Within this context, the birth plan may be regarded as helping women cope, as Wolf suggested. However, she and I both worry that it may feed false expectations. The process of birth is fraught with contingency. When women fail to follow their plan, they may experience this as their first failure as mothers.
I’d like to see birth plans look more like a decision tree. (That’s what’s in the doctor’s head, after all.) Or maybe we should abolish the plan in favor of a conversation between doctor and patient in which both discuss their values and priorities. One woman may say she wants as “natural” a birth as possible. Others (me, me, me!) will want their epidural as soon as they check into the hospital. A great many will change their mind during birth, and that has to be okay, because giving birth absolutely bristles with contingency.

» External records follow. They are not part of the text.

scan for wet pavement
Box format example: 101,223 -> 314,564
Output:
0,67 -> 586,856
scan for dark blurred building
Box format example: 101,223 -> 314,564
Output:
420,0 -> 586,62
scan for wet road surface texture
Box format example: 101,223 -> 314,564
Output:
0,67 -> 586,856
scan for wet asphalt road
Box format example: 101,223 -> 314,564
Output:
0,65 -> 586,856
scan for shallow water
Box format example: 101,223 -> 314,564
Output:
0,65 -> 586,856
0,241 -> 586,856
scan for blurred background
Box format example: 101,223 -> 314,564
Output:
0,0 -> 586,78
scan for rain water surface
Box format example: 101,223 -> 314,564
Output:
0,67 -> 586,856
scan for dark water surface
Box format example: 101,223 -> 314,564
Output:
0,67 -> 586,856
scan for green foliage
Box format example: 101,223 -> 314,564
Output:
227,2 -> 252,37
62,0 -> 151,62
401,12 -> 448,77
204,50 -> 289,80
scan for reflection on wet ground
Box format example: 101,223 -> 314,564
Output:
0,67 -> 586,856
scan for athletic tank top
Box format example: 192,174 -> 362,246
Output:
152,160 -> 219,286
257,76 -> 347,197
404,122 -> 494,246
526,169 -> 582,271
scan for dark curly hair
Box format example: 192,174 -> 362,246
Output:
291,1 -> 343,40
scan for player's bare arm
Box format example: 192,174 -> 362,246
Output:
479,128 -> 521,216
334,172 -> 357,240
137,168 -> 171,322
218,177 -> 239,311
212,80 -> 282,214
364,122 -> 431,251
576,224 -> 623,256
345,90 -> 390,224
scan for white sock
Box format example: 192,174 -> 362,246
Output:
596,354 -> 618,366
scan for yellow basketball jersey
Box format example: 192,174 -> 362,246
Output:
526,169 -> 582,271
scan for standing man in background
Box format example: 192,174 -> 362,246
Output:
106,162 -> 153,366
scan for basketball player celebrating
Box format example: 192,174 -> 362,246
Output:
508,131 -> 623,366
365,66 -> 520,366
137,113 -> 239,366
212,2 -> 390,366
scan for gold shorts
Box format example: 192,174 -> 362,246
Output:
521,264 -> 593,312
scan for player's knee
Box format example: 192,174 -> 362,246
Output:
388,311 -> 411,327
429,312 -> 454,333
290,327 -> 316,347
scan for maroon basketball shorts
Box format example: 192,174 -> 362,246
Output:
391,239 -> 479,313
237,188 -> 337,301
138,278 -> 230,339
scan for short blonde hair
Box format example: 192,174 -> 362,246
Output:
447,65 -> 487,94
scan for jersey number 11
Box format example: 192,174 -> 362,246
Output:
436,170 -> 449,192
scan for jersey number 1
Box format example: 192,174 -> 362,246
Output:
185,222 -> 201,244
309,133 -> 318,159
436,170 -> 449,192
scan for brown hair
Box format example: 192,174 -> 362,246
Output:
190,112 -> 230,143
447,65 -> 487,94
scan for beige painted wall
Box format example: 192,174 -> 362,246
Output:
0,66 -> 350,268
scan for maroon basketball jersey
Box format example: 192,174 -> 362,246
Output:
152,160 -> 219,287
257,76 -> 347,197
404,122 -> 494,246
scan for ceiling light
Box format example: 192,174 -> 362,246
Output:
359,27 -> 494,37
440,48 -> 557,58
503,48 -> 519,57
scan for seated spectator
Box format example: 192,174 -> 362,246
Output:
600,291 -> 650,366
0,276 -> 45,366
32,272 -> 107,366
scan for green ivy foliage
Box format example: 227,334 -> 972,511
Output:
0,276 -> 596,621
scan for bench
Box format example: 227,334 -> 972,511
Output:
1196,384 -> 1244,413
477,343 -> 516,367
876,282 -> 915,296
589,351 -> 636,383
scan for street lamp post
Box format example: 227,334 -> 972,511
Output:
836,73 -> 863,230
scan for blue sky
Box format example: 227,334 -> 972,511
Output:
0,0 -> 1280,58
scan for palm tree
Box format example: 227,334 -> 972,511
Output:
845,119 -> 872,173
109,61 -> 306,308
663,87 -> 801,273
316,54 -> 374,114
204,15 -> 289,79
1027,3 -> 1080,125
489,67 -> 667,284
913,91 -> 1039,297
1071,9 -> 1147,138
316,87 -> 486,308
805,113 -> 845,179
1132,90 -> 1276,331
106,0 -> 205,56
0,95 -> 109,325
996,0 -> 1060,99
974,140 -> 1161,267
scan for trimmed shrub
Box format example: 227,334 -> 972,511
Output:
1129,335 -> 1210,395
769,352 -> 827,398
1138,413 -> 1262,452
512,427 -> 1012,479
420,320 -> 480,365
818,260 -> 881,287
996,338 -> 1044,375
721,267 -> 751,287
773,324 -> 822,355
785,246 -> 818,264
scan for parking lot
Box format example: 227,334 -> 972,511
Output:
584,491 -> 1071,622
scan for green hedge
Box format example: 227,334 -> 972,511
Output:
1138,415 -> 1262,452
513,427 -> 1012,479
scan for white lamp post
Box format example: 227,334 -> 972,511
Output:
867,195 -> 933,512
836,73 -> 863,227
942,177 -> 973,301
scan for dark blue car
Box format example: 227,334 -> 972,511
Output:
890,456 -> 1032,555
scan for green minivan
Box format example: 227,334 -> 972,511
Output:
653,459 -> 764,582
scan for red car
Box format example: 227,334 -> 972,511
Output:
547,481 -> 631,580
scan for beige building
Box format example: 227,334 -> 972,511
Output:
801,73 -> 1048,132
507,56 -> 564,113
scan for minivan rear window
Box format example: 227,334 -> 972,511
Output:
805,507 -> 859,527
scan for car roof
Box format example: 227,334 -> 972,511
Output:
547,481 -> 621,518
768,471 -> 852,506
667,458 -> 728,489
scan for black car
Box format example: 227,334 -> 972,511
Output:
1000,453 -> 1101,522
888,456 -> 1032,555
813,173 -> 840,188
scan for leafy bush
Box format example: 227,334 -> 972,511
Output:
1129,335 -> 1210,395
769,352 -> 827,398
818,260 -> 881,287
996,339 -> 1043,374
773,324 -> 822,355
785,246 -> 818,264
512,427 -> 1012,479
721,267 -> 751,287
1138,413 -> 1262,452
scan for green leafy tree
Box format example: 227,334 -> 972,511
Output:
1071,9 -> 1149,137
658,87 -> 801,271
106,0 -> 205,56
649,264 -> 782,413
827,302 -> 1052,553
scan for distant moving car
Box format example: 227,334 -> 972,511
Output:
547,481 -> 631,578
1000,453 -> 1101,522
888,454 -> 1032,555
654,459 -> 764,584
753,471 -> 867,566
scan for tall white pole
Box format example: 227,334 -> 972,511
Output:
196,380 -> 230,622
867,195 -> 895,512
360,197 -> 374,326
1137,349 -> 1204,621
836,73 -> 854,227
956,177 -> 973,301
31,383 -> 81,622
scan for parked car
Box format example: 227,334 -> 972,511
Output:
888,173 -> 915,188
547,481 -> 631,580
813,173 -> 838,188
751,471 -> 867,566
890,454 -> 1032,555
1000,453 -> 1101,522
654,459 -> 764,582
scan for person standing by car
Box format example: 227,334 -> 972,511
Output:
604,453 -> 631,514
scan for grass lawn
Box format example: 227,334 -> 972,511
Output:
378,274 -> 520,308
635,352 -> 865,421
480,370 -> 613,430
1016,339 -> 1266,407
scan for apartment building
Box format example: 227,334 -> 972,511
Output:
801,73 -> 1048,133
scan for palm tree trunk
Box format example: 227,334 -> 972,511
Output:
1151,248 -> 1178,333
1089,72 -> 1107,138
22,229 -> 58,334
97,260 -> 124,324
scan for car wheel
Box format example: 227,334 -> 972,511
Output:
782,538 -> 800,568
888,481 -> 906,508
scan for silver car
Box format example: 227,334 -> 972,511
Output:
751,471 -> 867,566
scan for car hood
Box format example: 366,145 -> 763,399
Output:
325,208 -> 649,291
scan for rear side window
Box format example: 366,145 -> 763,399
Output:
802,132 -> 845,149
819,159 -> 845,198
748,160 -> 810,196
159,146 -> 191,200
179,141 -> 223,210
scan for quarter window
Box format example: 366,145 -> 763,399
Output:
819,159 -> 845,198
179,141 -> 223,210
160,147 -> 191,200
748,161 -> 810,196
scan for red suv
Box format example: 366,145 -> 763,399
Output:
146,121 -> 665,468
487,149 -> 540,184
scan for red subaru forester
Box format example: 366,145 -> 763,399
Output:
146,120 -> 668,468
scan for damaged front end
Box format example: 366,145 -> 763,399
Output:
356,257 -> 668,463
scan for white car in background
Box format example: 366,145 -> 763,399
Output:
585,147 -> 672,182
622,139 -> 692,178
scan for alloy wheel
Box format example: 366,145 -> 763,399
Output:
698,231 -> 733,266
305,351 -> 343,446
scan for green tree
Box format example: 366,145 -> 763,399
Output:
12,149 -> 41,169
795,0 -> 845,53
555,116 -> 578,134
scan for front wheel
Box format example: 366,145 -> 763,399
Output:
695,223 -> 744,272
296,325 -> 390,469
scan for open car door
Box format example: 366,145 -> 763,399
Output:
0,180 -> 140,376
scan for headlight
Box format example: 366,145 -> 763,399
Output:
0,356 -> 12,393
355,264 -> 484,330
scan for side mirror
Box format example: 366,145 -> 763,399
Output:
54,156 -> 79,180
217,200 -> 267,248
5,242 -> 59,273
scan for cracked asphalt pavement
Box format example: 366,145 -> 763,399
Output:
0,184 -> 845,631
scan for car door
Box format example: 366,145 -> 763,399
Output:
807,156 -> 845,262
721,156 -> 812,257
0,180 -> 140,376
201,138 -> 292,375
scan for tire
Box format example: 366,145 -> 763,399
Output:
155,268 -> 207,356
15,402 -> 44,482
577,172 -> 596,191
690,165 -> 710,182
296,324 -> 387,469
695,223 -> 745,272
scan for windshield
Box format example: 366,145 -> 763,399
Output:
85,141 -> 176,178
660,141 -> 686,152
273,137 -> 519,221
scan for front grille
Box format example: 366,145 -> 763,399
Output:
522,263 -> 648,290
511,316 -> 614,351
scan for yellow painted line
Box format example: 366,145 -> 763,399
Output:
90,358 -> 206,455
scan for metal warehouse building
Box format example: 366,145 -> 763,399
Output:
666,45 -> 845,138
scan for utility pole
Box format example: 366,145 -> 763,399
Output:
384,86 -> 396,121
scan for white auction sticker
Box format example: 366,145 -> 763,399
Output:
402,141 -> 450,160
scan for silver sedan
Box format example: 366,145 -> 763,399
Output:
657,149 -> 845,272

This may be the biggest lesson to be learned from birth plans – and their failure. Like birth, parenting is fraught with contingency. There’s plenty of animality, too (from feeding and diapering infants, to watching school-age kids play soccer in the mud). Instead of mourning or blaming oneself when the perfect birth didn’t proceed according to plan, we’d do much better to regard it as our first big lesson in parenting.
And once we accept contingency and animality – once we recognize their inevitability and their accidental blessings as well as the tribute they exact – we’ll be better prepared to cope when the next skunk crosses our path.